Page 10

Story: Jamie (Redcars #2)

The sink creaked beneath our weight. Someone pounded on the door—once, twice—but we ignored it, lost in a haze of anger and need. Jamie’s head fell back to the mirror as I marked his throat, claiming him in ways I had no right to. His legs tightened, drawing me impossibly closer.

“You shouldn’t be here,” I growled. “You have no idea what these people are capable of.”

He laughed, bitter and breathless. “And you do? That’s what scares me.”

His was faster, rougher, and I matched his rhythm. We weren’t making love—we were fighting, still arguing with our bodies instead of words.

The bathroom door rattled again, followed by muffled shouting, and it pulled me back to myself.

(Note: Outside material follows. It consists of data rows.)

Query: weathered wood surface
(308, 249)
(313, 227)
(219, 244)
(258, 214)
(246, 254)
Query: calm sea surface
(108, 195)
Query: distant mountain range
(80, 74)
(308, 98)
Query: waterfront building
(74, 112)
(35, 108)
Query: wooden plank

“Fuck. Not here,” I muttered, backing away, quickly tucking myself back in and zipping up. Jamie did the same, his movements jerky, cheeks flushed with arousal.

“Killian—"

“Not anywhere! You need to leave. Now.” My voice was steady despite the chaos inside me. “Go out the back exit, don’t talk to anyone or look at anyone. ”

His eyes narrowed. “I’m not leaving you here with Ricardo fucking?—”

“Yes, you are.” I grabbed his shoulders, forcing him to focus. “This isn’t a game, Jamie. These people aren’t the kind you mess with.” I lowered my voice, trying to keep the desperation from showing. “If they see you with me, and they track you back to Redcars, then you’re fucking everything up.

The pounding on the door grew more insistent. “There’s a line out here!”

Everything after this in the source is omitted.